On 30-jan-04, at 7:20, Alexei Roudnev wrote:

Second problem is directory structure. In Unix, when I configure IDS (osiris
or Tripwire or Intact), I can just be sure, that 'bin' and 'etc' and 'sbin'
and 'libexec' directories does not have any variable files - all non-static
files are in /var (Solaris is an exception, they put some 'pid files into
.etc, but even here, it is not a problem). But windose... you have not any
directory which never changed, and I find few .dll files, changed every few
days. Every application puts log and data files into it's own directory
(with rare exception of applications, derived from Unix or written by people
with Unix background). It makes terrible difficult to configure IDS, and
makes system very vulnerable.
Actually IMO putting all their crap in their own dir is a feature rather than a bug. I really hate the way unix apps just put their stuff all over the place so it's an incredible pain to get rid of it again.
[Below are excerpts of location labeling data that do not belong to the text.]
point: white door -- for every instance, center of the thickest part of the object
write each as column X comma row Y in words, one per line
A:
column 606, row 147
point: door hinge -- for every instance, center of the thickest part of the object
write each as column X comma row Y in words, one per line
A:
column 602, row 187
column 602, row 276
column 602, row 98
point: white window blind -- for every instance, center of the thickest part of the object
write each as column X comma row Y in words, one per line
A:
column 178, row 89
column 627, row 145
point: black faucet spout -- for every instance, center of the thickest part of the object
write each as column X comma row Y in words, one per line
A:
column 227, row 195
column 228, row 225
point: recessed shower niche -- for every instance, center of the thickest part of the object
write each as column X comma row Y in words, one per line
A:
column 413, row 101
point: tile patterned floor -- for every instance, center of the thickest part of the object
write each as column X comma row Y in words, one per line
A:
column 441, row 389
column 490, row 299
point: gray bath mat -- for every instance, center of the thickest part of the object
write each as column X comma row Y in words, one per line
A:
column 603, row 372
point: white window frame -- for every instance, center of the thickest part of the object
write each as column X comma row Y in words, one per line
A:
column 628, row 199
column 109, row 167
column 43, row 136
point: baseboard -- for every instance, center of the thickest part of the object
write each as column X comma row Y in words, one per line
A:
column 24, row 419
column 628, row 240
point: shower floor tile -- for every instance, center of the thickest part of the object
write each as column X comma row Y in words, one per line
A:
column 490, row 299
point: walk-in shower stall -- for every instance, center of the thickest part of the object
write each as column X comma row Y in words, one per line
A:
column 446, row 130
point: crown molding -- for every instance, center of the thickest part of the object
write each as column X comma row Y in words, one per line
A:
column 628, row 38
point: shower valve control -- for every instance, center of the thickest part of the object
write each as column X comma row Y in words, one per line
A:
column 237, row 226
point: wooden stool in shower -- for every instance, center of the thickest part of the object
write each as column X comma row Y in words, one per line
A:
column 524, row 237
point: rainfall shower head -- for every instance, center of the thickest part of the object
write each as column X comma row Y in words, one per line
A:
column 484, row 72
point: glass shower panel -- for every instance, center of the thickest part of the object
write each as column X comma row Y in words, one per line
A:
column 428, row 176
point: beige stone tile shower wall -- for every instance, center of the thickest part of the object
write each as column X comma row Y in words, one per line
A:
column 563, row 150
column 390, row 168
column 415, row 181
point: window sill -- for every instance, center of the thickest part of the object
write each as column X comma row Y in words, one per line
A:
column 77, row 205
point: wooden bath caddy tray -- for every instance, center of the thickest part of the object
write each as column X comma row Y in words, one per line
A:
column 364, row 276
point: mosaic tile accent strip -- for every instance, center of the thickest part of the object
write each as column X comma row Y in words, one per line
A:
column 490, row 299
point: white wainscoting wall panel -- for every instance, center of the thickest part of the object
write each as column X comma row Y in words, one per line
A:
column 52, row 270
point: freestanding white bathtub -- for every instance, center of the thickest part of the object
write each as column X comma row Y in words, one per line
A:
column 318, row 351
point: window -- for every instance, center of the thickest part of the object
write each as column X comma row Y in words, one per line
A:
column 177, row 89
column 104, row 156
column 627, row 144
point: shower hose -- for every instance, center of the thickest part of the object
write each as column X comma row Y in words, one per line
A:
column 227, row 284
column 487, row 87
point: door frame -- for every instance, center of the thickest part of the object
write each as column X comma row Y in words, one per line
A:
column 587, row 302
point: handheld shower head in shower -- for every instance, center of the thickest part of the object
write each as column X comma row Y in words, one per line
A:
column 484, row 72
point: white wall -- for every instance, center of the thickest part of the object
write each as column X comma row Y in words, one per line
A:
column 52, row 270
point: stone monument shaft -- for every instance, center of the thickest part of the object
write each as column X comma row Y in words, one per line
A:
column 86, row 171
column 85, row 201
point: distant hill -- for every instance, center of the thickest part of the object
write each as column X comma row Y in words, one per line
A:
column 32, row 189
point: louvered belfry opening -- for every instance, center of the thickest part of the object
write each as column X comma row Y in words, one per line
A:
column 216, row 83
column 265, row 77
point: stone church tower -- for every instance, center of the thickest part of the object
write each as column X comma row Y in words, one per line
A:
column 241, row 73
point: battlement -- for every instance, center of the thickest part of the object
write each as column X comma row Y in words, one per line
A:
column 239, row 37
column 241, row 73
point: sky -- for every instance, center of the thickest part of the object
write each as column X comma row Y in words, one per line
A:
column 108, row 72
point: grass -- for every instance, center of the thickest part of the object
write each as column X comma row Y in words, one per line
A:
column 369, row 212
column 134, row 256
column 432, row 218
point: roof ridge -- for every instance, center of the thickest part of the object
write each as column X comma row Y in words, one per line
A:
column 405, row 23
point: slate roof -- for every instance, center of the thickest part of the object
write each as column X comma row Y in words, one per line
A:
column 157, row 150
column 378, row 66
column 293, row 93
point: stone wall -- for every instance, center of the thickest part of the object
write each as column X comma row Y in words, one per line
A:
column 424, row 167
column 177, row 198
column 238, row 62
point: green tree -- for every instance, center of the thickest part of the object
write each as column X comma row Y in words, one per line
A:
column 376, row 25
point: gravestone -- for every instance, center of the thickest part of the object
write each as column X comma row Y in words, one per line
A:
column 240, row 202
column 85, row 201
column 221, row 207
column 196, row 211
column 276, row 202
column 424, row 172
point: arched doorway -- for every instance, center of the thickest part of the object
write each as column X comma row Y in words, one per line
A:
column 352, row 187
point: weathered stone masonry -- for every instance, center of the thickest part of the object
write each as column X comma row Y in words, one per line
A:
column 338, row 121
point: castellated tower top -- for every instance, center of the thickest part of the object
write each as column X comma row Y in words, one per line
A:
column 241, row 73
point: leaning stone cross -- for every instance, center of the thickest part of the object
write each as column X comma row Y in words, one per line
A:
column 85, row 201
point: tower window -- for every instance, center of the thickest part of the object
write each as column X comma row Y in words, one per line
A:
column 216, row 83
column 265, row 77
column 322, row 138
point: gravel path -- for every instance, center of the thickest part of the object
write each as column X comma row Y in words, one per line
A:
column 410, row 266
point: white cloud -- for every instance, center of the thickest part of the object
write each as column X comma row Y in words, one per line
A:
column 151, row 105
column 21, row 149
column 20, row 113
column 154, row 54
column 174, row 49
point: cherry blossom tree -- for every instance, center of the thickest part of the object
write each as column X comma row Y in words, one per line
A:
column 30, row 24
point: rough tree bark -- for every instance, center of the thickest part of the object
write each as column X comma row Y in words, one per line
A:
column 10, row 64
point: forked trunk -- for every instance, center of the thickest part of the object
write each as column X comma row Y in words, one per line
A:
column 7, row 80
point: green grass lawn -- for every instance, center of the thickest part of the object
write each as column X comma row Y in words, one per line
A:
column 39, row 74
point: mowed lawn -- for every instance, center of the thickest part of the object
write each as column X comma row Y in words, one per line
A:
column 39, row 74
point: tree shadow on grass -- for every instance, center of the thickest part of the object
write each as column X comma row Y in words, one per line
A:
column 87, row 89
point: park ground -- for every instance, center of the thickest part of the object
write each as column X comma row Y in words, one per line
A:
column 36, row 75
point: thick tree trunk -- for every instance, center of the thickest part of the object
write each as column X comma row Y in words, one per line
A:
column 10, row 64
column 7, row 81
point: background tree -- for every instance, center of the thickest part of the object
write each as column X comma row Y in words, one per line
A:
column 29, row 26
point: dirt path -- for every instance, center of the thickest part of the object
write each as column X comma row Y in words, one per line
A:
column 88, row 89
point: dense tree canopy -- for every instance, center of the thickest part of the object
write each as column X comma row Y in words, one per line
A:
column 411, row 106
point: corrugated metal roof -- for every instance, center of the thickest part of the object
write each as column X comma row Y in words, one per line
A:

I think MacOS got it right: for most apps, installing just means dumping the icon wherever you want it to be, deinstalling is done by dropping it in the trash. The fact that the icon hides a directory with a bunch of different files in it is transparent to the user.

And if an installer wants to mess with the system, a request to provide the administrator password comes up, even for users with administrator privilidges.

Of course, it is all trade-off for functionality, but people overestimates
it - many MS benefits come from it's dominance , not from functionality.
I think MS's tradeoffs are mainly time to market vs even faster time to market. Hopefully they'll rip off Apple's ideas for their new stuff. Then add some zone alarm like stuff so apps can't mess with the network without the user's permission and we're in pretty good shape.

And it all makes it a very good target for the viruses / worms.
The fact that SMTP believes everything you tell it doesn't help either.